"Wy jesteście siłą Polski". KO mocno odpowiada na poglądy PiS ws. kobiet i rodziny

Adam Nowiński
Małgorzata Kidawa-Błońska, Kamila Gasiuk-Pichowicz oraz inne liderki Koalicji Obywatelskiej stanowczo skrytykowały podejście PiS do roli kobiet w rodzinie. Odniosły się także do słów Jana Szyszko, który w przyszłości chce zlikwidować żłobki i przedszkola, żeby matki siedziały z nimi w domu.
Liderki KO namawiają kobiety do udziału w wyborach. Fot. Twitter.com/Platforma_org
Prawo i Sprawiedliwość nie pozostawia złudzeń jeśli chodzi o jego wizję na temat roli kobiety w związku i rodzinie. Widać to też po listach wyborczych tej partii. Kobiety w pierwszych "trójkach" stanowią zaledwie 26 proc. Inaczej jest w Koalicji Obywatelskiej.

– Na naszych listach jest bardzo dużo kobiet, bardzo dobrze przygotowanych merytorycznie. Ponad 43 proc. miejsc na listach zajmują moje koleżanki. Te wybory są bardzo ważne. W tych wyborach toczy się walka o najważniejsze, o wartości, o szacunek, o prawa, także prawa kobiet – powiedziała na konferencji w Warszawie Małgorzata Kidawa-Błońska. Wicemarszałek wspomniała o deklaracji styczniowej, w której KO zawarła postulaty dotyczące praw kobiet, które chciałaby wprowadzić w Polsce w nowym parlamencie.


– Nie można mówić o nowoczesnym, dobrym kraju, kiedy prawa kobiet nie są respektowane, kiedy jest podział na mężczyzn i kobiety. My chcemy Polski wolnej, demokratycznej, gdzie wszyscy mamy swoje prawa i wszyscy jesteśmy szanowani – powiedział liderka KO i przypomniała, że w historii Polskie było wiele momentów, kiedy to kobiety jednoczyły się i podejmowały wyzwania. Teraz jej zdaniem, są nim wybory.

– To my zagwarantujemy Polsce bezpieczeństwo, szacunek. Nie dopuścimy do tego, żeby politycy lekceważyli sprawy żłobków w naszym kraju i mówili, że to relikt komunizmu. Dla kobiet żłobki są bardzo ważne, dają nam poczucie wolności, samodzielności i przekonania, że nasze dzieci są w dobrych rękach, zaopiekowane. Kobiety prawo mają pracować jeżeli chcą i państwo powinno im takie zadanie spełnić – zapewniała Kidawa-Błońska krytykując przy tym ostatnią wypowiedź Jana Szyszko.
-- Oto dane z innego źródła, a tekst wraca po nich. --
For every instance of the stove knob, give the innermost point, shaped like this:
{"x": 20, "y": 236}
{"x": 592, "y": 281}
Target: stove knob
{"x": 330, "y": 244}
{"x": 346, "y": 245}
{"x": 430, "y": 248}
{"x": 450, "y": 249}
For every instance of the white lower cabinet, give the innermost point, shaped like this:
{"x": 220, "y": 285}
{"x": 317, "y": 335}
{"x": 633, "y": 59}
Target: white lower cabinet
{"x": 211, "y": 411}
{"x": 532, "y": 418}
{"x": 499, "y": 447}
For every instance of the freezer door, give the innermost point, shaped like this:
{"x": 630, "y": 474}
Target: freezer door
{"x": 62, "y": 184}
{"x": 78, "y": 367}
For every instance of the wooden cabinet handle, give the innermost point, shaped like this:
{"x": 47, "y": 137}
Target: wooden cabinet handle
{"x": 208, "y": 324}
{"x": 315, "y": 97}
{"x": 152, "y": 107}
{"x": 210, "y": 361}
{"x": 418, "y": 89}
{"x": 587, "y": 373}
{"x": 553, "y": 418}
Przypomnijmy, że podczas niedzielnej konwencji KO wicemarszałek zapowiedziała, że jeśli opozycja wygra wybory i to jej przypadnie zaszczyt formowania rządu, będzie ona najbardziej przełomowy w historii, bo będzie opierał się na równym podziale ministerstw pomiędzy kobiety i mężczyzn.